Importée du Maroc, la datte majhoul, reconnue pour sa chair douce et sucrée, connaît un véritable succès sur la côte libyenne, particulièrement à Misrata. Cette variété, originaire des régions semi-arides du Maroc, réussit à s’adapter étonnamment bien au climat méditerranéen de la Libye, un environnement que l’on croyait peu propice à sa culture.

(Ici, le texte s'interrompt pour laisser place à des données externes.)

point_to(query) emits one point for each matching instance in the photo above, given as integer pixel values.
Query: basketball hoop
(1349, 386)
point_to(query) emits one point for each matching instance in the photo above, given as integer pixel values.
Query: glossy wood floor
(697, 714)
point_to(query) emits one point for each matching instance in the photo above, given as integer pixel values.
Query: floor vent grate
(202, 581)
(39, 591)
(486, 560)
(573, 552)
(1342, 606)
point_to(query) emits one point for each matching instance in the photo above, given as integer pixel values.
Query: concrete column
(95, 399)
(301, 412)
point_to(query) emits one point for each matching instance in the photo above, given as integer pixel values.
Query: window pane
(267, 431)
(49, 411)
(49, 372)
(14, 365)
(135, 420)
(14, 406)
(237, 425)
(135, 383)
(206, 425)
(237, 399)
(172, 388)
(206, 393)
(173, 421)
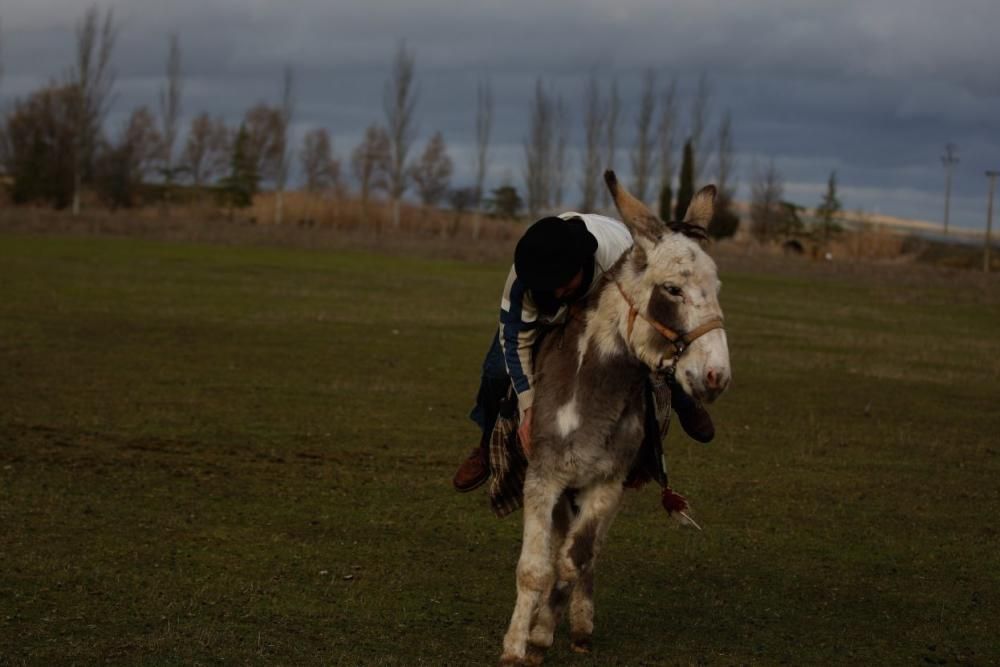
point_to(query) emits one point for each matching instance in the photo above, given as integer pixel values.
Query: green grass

Le majhoul se distingue par sa peau fine et ridée et peut atteindre un poids de 50 grammes par fruit. Il se vend bien au-delà des autres variétés locales, avec un prix avoisinant 80 dinars le kilo (soit environ 15,7 euros). Ismaïl Ben Saoud, un cultivateur de 51 ans, a pris le risque de cultiver cette datte en 2016, en plantant 700 palmiers-dattiers sur cinq hectares. Huit ans plus tard, il récolte les fruits de son travail, les résultats étant largement au-delà des attentes. « On disait que ce palmier-dattier ne pourrait pas survivre dans le nord, surtout près de la mer », explique-t-il. Grâce à des essais répétés et à l’utilisation de fertilisants biologiques, la production atteint désormais des rendements « très satisfaisants ».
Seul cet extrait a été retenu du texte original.